As much as I despised the staff who “treated” me (still do actually) over those 36 hours, I understand their frustration. It’s one shared by every safety professional out there.

We’re not the gods we wish we were

We can’t control everything because we don’t understand everything. That’s a sobering reality. And it’s especially hard to cope with when something bad happens. But it doesn’t mean we stop trying. It just means we have to accept that all risk cannot be removed. The best we can work toward is creating a system that reduces those risk’s impact on people rather than believing the false dogma that we somehow have the power to eliminate all accidents. Anyone who believes that is possible is lying to themselves or (even worse) to everyone else.

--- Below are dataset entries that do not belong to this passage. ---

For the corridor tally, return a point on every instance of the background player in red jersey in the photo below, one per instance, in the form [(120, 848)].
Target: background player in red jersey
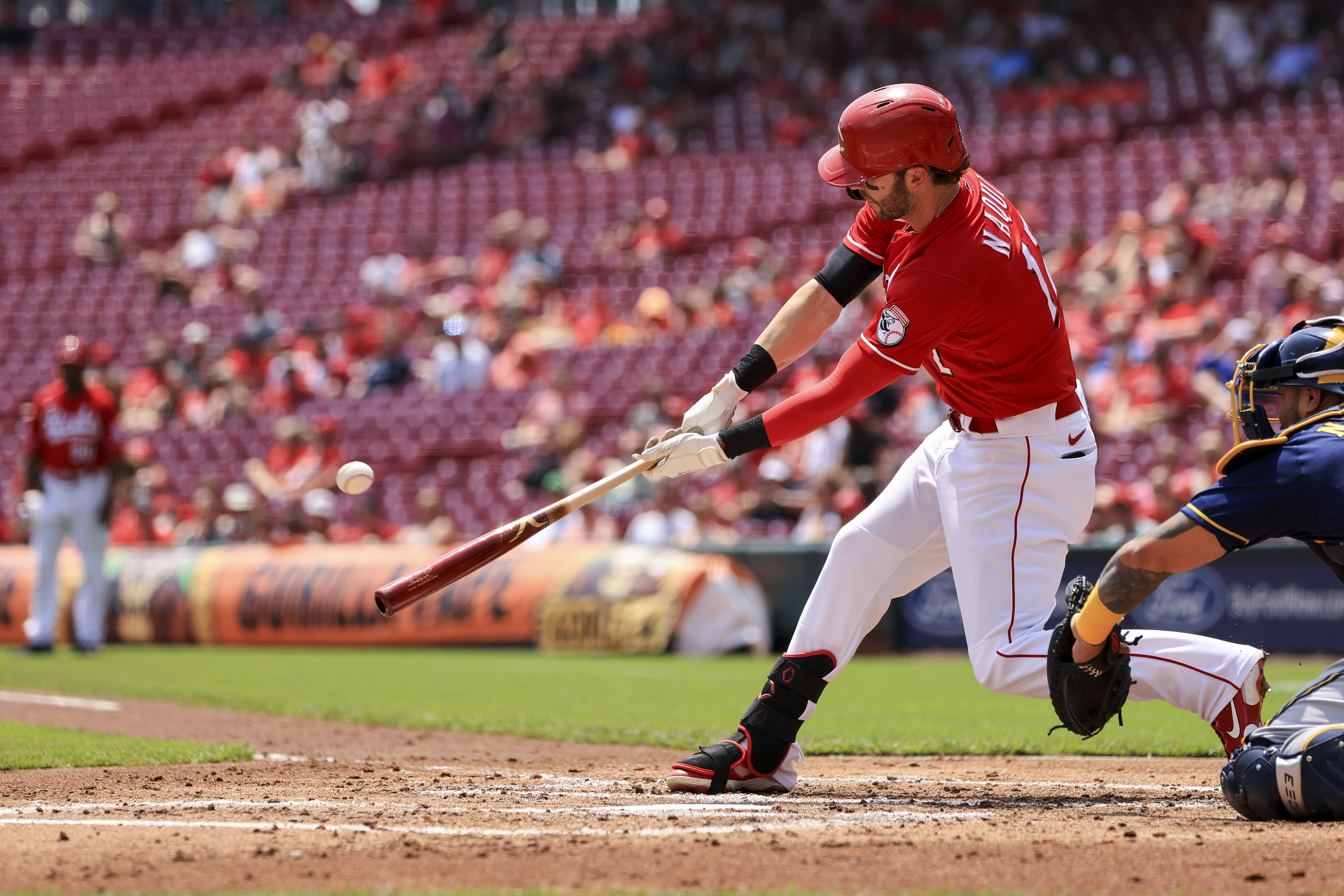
[(998, 494), (73, 457)]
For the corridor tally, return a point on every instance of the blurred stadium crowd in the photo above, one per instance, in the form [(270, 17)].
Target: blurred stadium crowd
[(491, 249)]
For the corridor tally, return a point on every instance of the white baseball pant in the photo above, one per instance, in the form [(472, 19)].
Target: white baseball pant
[(999, 510), (70, 507)]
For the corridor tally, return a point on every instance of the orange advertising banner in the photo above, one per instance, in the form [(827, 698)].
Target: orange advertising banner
[(616, 597)]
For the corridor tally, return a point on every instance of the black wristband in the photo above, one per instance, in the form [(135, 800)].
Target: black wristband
[(748, 436), (755, 369), (847, 275)]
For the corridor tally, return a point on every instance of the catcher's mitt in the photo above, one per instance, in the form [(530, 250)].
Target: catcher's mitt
[(1087, 695)]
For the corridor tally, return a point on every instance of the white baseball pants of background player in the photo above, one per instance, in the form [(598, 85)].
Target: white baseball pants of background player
[(70, 507), (1002, 511)]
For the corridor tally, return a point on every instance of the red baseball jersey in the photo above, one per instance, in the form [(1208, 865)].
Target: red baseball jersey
[(74, 432), (971, 300)]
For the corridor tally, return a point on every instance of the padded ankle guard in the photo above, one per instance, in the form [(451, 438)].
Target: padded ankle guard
[(775, 718)]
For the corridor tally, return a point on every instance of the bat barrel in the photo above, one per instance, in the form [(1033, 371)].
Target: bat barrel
[(460, 562), (468, 558)]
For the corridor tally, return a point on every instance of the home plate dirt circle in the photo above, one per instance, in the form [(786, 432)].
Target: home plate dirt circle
[(378, 809)]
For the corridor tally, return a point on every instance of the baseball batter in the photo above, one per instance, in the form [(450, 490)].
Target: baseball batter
[(73, 455), (1285, 484), (998, 492)]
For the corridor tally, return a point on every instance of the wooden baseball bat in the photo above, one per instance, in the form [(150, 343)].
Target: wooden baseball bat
[(468, 558)]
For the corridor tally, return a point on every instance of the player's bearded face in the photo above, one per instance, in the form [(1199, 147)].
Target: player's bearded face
[(892, 202)]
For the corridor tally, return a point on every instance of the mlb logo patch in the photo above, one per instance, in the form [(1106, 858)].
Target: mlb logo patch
[(892, 326)]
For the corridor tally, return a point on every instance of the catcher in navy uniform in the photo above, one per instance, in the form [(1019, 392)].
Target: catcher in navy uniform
[(1277, 484)]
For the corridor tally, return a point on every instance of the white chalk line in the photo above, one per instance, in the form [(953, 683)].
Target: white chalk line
[(440, 831), (56, 700)]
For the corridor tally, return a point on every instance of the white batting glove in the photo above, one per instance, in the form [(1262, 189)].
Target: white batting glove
[(683, 455), (714, 410)]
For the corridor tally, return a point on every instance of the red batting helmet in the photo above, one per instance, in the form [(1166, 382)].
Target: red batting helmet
[(890, 129), (72, 351)]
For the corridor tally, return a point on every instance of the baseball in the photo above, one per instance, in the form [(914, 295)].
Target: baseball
[(355, 478)]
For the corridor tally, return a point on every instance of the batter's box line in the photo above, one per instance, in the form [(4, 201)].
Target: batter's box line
[(439, 831)]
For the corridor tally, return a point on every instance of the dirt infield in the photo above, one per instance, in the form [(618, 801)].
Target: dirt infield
[(338, 808)]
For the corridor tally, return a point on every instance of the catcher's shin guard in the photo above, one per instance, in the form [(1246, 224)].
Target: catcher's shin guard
[(1242, 715), (753, 755)]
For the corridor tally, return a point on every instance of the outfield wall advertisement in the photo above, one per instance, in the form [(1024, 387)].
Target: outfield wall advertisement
[(620, 598)]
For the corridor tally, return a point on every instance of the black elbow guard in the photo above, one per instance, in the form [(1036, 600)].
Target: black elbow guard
[(847, 275), (748, 436)]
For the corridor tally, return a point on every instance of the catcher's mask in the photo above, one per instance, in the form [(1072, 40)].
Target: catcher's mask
[(1311, 355)]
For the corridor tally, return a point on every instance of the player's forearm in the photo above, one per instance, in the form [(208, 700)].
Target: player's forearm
[(796, 330), (854, 379), (1144, 563)]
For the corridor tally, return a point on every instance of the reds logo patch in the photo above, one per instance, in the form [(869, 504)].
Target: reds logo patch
[(892, 326)]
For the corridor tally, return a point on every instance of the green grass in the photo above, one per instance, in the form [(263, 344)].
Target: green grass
[(25, 746), (880, 706)]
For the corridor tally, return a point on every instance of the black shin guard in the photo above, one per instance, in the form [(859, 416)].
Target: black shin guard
[(772, 722)]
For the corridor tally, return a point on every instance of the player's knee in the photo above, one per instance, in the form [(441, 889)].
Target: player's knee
[(992, 674), (1303, 780)]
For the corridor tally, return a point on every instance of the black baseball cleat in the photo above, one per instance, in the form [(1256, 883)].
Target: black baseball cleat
[(726, 768), (763, 755)]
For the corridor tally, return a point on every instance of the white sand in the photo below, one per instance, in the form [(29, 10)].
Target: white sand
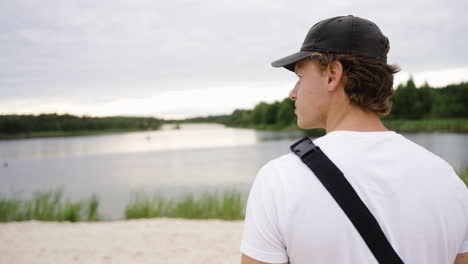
[(159, 240)]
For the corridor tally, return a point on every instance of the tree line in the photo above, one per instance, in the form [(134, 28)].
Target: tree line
[(408, 103), (17, 124)]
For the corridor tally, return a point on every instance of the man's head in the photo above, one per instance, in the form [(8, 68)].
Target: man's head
[(342, 66)]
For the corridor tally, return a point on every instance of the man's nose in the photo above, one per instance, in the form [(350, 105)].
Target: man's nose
[(293, 93)]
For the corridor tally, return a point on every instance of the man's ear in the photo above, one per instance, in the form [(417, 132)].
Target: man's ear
[(335, 74)]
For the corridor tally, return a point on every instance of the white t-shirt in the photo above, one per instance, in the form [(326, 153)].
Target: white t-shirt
[(418, 199)]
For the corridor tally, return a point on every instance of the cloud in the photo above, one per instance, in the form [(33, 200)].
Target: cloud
[(80, 52)]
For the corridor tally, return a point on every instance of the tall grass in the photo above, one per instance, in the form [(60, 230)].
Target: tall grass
[(48, 206), (228, 206), (464, 175)]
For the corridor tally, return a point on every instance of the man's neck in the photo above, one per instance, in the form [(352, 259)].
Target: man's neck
[(352, 118)]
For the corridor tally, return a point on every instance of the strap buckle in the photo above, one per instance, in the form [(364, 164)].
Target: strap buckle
[(303, 147)]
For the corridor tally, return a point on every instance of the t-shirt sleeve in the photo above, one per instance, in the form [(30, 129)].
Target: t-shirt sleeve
[(261, 239), (464, 247)]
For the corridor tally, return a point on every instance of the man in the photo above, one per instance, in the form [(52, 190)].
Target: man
[(417, 198)]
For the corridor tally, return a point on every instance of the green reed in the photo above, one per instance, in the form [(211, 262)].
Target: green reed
[(48, 206), (228, 206)]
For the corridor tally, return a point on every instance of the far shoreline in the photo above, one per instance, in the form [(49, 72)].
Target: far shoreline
[(401, 126)]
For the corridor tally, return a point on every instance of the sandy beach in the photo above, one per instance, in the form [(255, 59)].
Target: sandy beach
[(158, 240)]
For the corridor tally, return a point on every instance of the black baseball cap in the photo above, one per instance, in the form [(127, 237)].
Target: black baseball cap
[(340, 35)]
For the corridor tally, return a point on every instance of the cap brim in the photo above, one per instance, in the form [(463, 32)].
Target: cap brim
[(289, 62)]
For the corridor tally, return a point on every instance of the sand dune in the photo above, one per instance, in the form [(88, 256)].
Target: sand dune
[(159, 240)]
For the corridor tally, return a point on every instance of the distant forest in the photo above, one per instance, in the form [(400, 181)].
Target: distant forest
[(447, 105), (24, 124), (408, 103)]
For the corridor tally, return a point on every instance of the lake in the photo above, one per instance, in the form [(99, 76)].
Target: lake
[(193, 159)]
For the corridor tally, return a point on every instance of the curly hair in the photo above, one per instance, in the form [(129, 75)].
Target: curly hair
[(368, 82)]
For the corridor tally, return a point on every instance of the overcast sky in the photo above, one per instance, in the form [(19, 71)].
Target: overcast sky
[(175, 59)]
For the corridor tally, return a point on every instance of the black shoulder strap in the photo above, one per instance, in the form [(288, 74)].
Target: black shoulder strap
[(347, 198)]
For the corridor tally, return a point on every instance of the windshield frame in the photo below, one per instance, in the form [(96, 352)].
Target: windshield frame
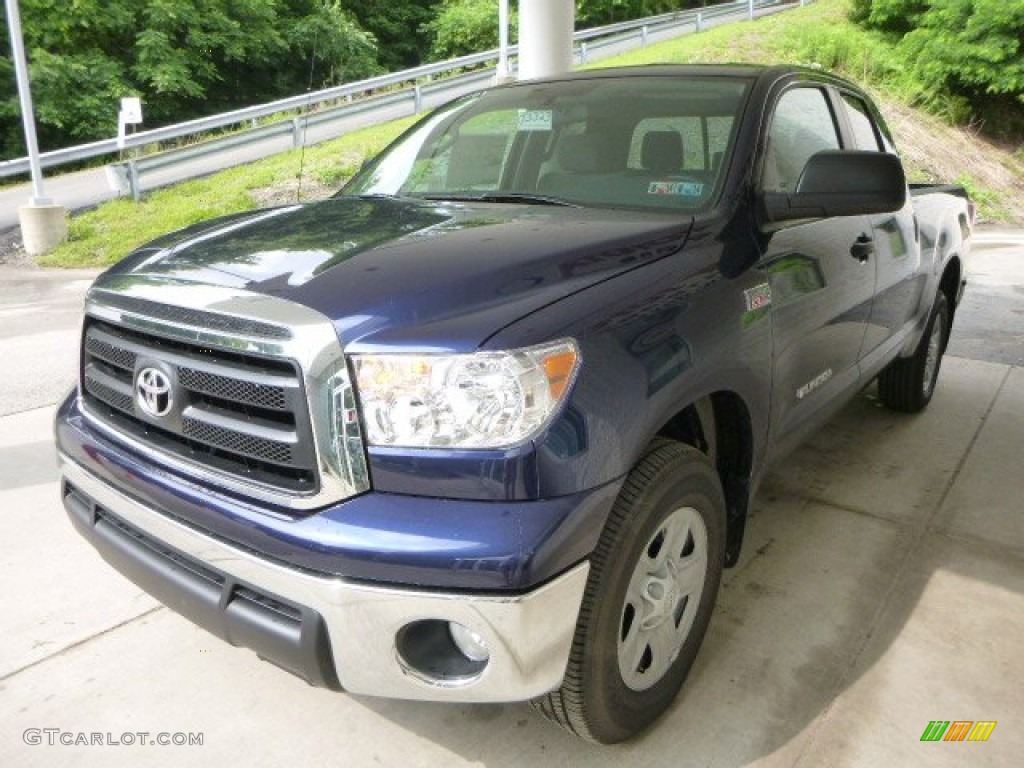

As I was thinking about that event yesterday, it occurred to me that it changed my whole perspective. Prior to that day life seemed like a foregone conclusion. Now I don’t see a future. Don’t get me wrong, I’m not making a veiled cry for help with that statement. I just realize that there’s no grantee I’ll grow old and get to see my kids experience life. No one else get’s that certainty either. With that realization, it becomes all the more important to manage the risks we deal with on a daily basis. When you do, though, just remember you’re human. You’re not going to manage (or even see) them all.